The battle between Mercedes-Benz, Audi and BMW over the past decade to claim the title of the world’s best-selling premium car maker was a compelling one as the trio raced to – and then passed – the two-million-cars-a-year threshold. 

Now the race is over. In 2023, BMW was more than 350,000 sales ahead of Audi and 200,000 ahead of Mercedes-Benz, pushing back towards 2.5 million units. Yet only one of those brands on the podium is likely to be disappointed.

While Audi has fallen behind off the back of the chip shortage and a slow rollout of electric cars, Mercedes has completely changed its business to focus on profitability rather than volume. 

Much of the growth of the past decade was driven by the entry-level A-Class and its seven siblings from the MFA platform.

The UK is a microcosm of its success: in the third-generation A-Class’s first full year on sale, in 2019, Mercedes was the UK’s third-largest car brand with more than 170,000 sales. Following the strategy shift and along with a move to the agency sales model in 2023, Mercedes sold 87,000 cars in the UK.

Yes, the economy and market conditions have also changed, but the £199-a-month A-Class deals we came to know in the pre-Covid volume days are now £299 per month with a much bigger deposit to boot.

Yet a regular fixture at the top of the UK’s best-selling car charts is soon to be no more. 

The replacement for MFA – MMA – will underpin just four models, and the entry-level car will no longer be the A-Class but the next CLA, which, Mercedes technical boss Markus Schäfer told me at CES last month, is “moving a notch up” in the segment. It is “going in the opposite direction” - away from making cars smaller and more affordable, and the same goes for the other planned MMA models, the EQA, EQB and CLA Shooting Brake.

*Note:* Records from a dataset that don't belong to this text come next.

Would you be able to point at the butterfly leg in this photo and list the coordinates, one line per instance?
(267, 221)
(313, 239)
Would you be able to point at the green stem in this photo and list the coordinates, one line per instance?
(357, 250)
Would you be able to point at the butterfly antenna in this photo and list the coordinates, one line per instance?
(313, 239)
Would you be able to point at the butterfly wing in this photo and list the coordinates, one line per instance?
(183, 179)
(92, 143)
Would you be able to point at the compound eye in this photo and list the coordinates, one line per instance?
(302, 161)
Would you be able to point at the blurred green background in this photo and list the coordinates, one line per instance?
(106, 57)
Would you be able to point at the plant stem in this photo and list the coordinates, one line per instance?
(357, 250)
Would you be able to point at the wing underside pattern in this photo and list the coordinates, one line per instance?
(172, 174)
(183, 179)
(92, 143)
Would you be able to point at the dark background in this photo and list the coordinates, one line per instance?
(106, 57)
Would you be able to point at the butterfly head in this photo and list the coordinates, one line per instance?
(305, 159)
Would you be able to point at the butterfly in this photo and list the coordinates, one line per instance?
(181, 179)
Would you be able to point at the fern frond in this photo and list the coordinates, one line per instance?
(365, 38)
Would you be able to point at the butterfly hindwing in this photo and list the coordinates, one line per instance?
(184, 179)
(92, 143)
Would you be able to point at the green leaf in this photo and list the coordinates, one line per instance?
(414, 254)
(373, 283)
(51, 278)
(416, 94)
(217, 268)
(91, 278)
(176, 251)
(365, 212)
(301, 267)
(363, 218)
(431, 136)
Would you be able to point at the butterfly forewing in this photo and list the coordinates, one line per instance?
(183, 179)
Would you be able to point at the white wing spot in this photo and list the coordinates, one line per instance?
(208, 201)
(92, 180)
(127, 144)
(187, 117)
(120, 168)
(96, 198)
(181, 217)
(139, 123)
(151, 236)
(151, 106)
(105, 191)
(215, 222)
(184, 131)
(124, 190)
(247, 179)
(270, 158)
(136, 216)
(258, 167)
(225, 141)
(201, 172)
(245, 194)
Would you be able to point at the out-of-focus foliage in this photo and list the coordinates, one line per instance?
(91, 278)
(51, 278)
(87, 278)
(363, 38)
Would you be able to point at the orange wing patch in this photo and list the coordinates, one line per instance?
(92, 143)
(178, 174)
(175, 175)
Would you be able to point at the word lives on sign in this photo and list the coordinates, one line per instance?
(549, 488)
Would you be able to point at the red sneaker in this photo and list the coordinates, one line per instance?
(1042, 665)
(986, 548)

Schäfer was emphatic that the CLA will remain “the gateway into the brand” and Mercedes will not waiver on its approach. Indeed, having seven, smaller entry-level models on one platform is not right as “we are not a volume producer”.

He added: “We’re doing entry vehicles, and offering the complexity of seven vehicles. You can imagine how small the individual amount [profit] is off each of these vehicles. Then these cars are not unfortunately for the worldwide market.